In the fight for the future of the free world, Ukrainian youth will continue to play a leading role in more ways than one. Not only can they be the ones to ultimately rebuild their nation and fledgling democracy; but they can also help awaken their international peers, including young Americans, to the fragility of democracy and the critical role of citizens in defending it. This leadership by example is needed now more than ever as our world, including America, struggles with real threats to freedom and democracy.
Ukraine’s reconstruction will be a decades-long effort requiring the participation of a new generation of leaders capable of realizing the Ukrainian dream of European integration, prosperity, and democracy; yet nearly 700,000 Ukrainian students and 25,000 educators have been displaced since Russia’s invasion (World Bank). Over 2,400 Ukrainian schools have been damaged and over 330 educational institutions have been destroyed. In occupied territories, Russians are taking over school curricula with Russian propaganda.
In the wake of this disruption, we can help Ukrainians continue their educations by granting scholarships for Ukrainians to study at U.S. colleges and universities. In doing so, we can empower Ukrainian youth with the skills required to return home to rebuild Ukraine as a democracy that pays tribute to the enormous sacrifice of their people as they defend not only their homes but also the Free World as a whole. The benefits of this exchange are not just to offer Ukrainian scholars a chance to continue their educations, but also to educate American scholars by Ukrainian example. In addition to providing Ukrainian scholars a reprieve from the war upending their futures, we can create the opportunity for them to engage with their American peers who have the potentially short-lived luxury of waking up without the fate of democracy on their minds.
We Americans are in desperate need of Ukraine’s reminder of the freedom that is a stake and the courage required to defend that freedom. Here at home, democracy is increasingly threatened by radical positions on both sides. On the left, rigid ideology, judgementalism, and cancelling increasingly impinge on freedom of speech. On the right, a dangerous cult of personality is eroding rule of law and feeding violence. As both extremes gain ground, they eat the mainstream. In this climate, imagine what American youth could learn from their international peers, especially those in Ukraine whose people are laying down their lives for the democracy that we in the U.S. are at increasingly allowing to slip away.
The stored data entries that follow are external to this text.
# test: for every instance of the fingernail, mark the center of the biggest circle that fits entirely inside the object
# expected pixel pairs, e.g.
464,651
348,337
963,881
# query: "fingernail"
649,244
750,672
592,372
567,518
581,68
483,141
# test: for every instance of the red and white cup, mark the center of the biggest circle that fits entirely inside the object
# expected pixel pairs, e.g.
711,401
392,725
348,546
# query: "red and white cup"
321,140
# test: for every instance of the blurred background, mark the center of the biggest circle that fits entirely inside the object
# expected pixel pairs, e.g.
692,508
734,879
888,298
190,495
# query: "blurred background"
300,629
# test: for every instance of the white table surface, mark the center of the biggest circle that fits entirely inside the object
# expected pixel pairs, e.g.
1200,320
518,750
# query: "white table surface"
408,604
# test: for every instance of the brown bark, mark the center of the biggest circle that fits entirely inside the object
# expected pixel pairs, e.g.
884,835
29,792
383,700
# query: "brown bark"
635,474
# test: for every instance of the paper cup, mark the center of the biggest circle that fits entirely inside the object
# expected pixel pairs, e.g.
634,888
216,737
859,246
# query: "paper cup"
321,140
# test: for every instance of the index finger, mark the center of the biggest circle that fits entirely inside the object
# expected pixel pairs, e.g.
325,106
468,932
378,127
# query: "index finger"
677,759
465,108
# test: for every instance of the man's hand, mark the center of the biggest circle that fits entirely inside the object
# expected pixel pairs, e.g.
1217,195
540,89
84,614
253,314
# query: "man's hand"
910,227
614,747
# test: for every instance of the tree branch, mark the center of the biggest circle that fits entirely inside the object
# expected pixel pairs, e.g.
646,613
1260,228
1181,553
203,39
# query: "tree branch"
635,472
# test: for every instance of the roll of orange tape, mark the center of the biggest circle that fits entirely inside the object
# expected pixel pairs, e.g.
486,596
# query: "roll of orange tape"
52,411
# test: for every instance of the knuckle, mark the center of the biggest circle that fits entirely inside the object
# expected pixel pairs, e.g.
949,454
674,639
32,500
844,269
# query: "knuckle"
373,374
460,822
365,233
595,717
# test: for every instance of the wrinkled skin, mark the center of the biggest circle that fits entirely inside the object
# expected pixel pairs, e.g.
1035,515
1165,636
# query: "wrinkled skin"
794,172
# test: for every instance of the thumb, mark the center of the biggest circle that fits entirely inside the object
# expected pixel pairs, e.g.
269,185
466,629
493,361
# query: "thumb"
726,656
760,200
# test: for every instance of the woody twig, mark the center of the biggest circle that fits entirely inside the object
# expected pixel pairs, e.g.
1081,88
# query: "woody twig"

The three of us have proudly made America our adopted home after emigrating or seeking asylum. We have experienced life in undemocratic nations where basic rights like freedom of speech and due process of law did not exist or were repressed. Through our foreign policy, humanitarian, and peace-building work, we know that democracy does not live in a bubble. To believe that Ukraine’s fight for freedom and our own are not deeply interconnected is short-sighted and dangerous. The result of Ukraine’s epic battle will shape not only the future of Europe, but also of American democracy. When democracy loses anywhere in the world, it is weakened everywhere. When democracy wins in one nation, all democracies get stronger.
The future of the free world will depend on our ability to build strong global alliances in support of democracy. Those alliances can begin on campuses across the world where young people are coming together across national boundaries to exchange ideas, shape one another’s worldviews, and learn not just from the history in their textbooks, but also from the history being written in our world today. Among the conversations they share about climate change, social justice, and economic models should be the ones concerning today’s threatening rise of authoritarianism and populism, and the actions required from all citizens to make a democracy work.
We believe we speak on behalf of legions of freedom-fighters when we say that, despite its imperfections, America remains a beacon of hope for democracy the world over. Let us learn from what Ukrainian youth can teach us and let us support their epic battle. Their victory will be our own, but only if we step into our power and responsibility to play a role.